Morocco’s aerospace leap: from assembly to precision manufacturing
Midparc, Nouaceur — thirty global aerospace groups, one platform, and a country moving fast up the value chain. Morocco’s aviation industry is undergoing a structural transformation — moving from basic subcontracting assembly to high-precision component manufacturing — as Midparc in Nouaceur becomes one of the world’s most concentrated aerospace industrial platforms, according to an analysis by L’Économiste.
Morocco’s aerospace industry is no longer what it was a decade ago. The country has moved — and is still moving — from a role as a low-cost assembly destination for international subcontractors toward a position as a manufacturer of complex, high-precision components integrated into global aerospace supply chains. The shift is structural, and it is accelerating.
At its centre is Midparc, the industrial zone in Nouaceur that has become the hub of this dynamic, now hosting around thirty major international aerospace groups. The list reads like a who’s who of global aviation: Airbus has production units there, Hexcel — specialising in composite materials — has opened its third site, and a constellation of companies including Eaton, Thales, Nexans, Masterflex and Ateliers de Haute-Garonne have reinforced the platform’s supply chain integration.
“Qualified human capital and the depth of Morocco’s industrial ecosystem have become the decisive factors in attracting investment — more than fiscal incentives alone”. — Industry professionals cited by L’Économiste · June 2026
The pipeline of new arrivals is equally significant. Daher Group is preparing to transfer part of its standard production for the Airbus A320, A330 and A350 programmes from Tarbes, France, to its Tangier site — a transition running from September 2026 through end-2027. Pratt & Whitney opened a major factory inside Midparc in April, with 200 jobs expected by 2030. Safran continues to expand its high-precision landing gear assembly operations under strict international certification standards.
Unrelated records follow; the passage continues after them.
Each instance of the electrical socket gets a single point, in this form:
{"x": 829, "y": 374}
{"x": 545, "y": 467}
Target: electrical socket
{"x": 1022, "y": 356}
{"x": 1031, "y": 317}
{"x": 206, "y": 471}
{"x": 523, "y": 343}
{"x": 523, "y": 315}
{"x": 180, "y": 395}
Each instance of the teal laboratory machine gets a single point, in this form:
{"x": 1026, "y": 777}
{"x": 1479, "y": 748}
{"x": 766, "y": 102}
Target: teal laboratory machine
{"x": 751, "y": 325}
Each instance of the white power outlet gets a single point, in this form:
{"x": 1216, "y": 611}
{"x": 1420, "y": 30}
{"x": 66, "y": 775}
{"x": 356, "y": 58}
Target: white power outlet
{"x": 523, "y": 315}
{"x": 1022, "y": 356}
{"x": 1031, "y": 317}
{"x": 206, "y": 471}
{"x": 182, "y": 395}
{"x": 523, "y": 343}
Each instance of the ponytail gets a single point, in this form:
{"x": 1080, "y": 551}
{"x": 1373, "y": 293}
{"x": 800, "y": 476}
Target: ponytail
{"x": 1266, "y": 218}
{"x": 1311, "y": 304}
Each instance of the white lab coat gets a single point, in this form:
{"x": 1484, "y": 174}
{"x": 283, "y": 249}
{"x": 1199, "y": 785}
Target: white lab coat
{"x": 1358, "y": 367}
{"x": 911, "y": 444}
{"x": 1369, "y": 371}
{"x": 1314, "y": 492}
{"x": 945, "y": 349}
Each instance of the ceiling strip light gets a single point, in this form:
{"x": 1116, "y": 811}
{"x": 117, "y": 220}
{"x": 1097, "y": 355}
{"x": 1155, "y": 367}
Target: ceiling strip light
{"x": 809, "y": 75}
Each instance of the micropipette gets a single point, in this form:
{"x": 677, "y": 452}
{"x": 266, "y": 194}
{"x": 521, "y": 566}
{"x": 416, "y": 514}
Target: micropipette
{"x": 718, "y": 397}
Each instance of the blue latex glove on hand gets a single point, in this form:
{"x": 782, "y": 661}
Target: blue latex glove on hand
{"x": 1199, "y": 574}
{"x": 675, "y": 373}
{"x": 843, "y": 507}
The sector currently comprises 155 companies, generates approximately $3 billion in export revenues, and employs around 27,000 workers. The sectoral strategy targets a doubling of exports over five years at an annual growth rate of 15% — numbers that reflect Morocco’s ambition to consolidate its position among advanced industrial nations in aerospace.
Land is running out — and talent is the new differentiator
The momentum has also exposed a structural constraint: Midparc is approaching saturation. The Moroccan Association of Aeronautical Industries, in partnership with the Caisse de Dépôt et de Gestion and the Ministry of Industry, has launched studies to identify new industrial land reserves and is planning a medium-term expansion of the Nouaceur platform.
Meanwhile, industry professionals are clear that the game has changed. Fiscal incentives, while still relevant, are no longer the decisive factor in attracting investment. What pulls major aerospace groups to Morocco today is the availability of qualified human capital and the depth of the national industrial ecosystem — two assets that Morocco has built methodically, and that are increasingly difficult for competing destinations to replicate.